A suicide bomber blew up a vehicle in the town of Al-Qaim in western Iraq on Wednesday, killing at least 11 people, five of them security personnel, police said.

A suicide bomber killed at least 11 people in Iraq on Wednesday in an attack that underscored the threat still posed by the Islamic State group despite a string of defeats.

The assailant blew up a vehicle at a checkpoint on the outskirts of Al-Qaim, one of the last towns in Iraq to be recaptured from IS, near the Syrian border.

Five members of the security forces were among 11 people killed in the blast, which also wounded 16 other people, mostly civilians, police Captain Mahmud Jassem told AFP.

IS said in a statement that it carried out the attack, which it claimed had left 50 people dead or wounded.

Al-Qaim, around 340 kilometres (215 miles) from Baghdad, was retaken from IS in November last year.

One month later, Prime Minister Haider al-Abadi declared victory over the jihadists.

But since then, the security forces have announced a number of campaigns to flush out holdout IS fighters from sparsely populated areas from which they have continued to mount attacks.

Iraq’s security services said the vehicle used in the attack had been rigged with explosives in a desert area on the edge of Syria.

The attacker drove past two roadblocks before detonating the bomb at a third checkpoint after security forces opened fire.

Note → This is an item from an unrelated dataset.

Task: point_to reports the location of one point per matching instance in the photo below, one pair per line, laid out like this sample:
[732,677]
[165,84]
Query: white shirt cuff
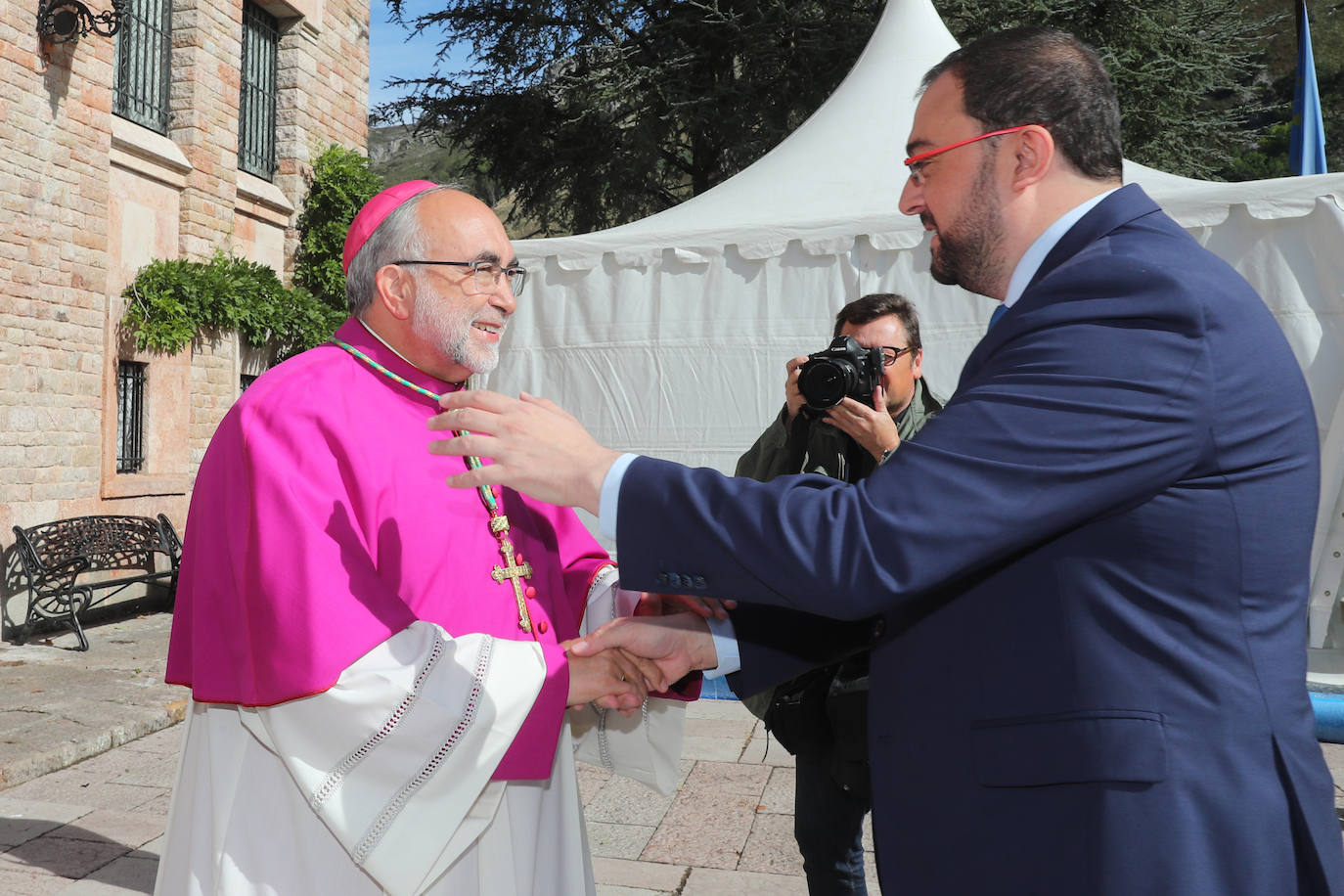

The latest bombing is intended by IS to send a message that “we can act quickly and strike wherever we want”, said Hisham al-Hashemi, an expert on radical Islamist groups.

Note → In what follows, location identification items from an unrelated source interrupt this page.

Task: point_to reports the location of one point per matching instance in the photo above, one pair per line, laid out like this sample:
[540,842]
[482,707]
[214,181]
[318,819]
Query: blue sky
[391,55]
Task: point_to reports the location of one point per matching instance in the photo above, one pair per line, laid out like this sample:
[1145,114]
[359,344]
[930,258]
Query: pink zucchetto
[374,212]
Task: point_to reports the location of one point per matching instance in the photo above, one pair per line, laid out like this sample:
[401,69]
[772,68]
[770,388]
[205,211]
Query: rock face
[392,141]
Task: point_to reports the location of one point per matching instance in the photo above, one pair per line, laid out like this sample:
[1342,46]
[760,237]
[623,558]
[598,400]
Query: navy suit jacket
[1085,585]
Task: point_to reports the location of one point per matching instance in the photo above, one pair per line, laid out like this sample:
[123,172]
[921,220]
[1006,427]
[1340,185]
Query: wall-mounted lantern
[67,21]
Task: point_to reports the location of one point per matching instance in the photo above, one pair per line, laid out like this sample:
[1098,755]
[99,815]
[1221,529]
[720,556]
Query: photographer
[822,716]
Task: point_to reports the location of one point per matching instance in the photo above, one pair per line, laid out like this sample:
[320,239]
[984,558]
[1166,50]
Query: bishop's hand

He said the jihadists had chosen the area because of its strategic location on the border and the presence of US and French forces belonging to the international coalition against IS.

The vast desert that straddles the frontier with Syria on either side of the Euphrates valley town of Al-Qaim has been one of the jihadists’ principal hideouts.

Hashemi said about 2,000 IS jihadists are still active in Iraq including around 100 foreigners whose objective is “to take revenge on thoe who have driven them out”.

On the Syrian side of the border, offensives by forces loyal to President Bashar al-Assad and a US-backed coalition have pushed IS jihadists out of most of the territory they once controlled.

In a purported new audio message released last week, IS leader Abu Bakr al-Baghdadi called on his followers to “not give up the jihad against their enemy”.

Baghdadi was thought to have been killed several times, and the US has offered up a $25-million (21.5-million euro) reward for information leading to his capture or death.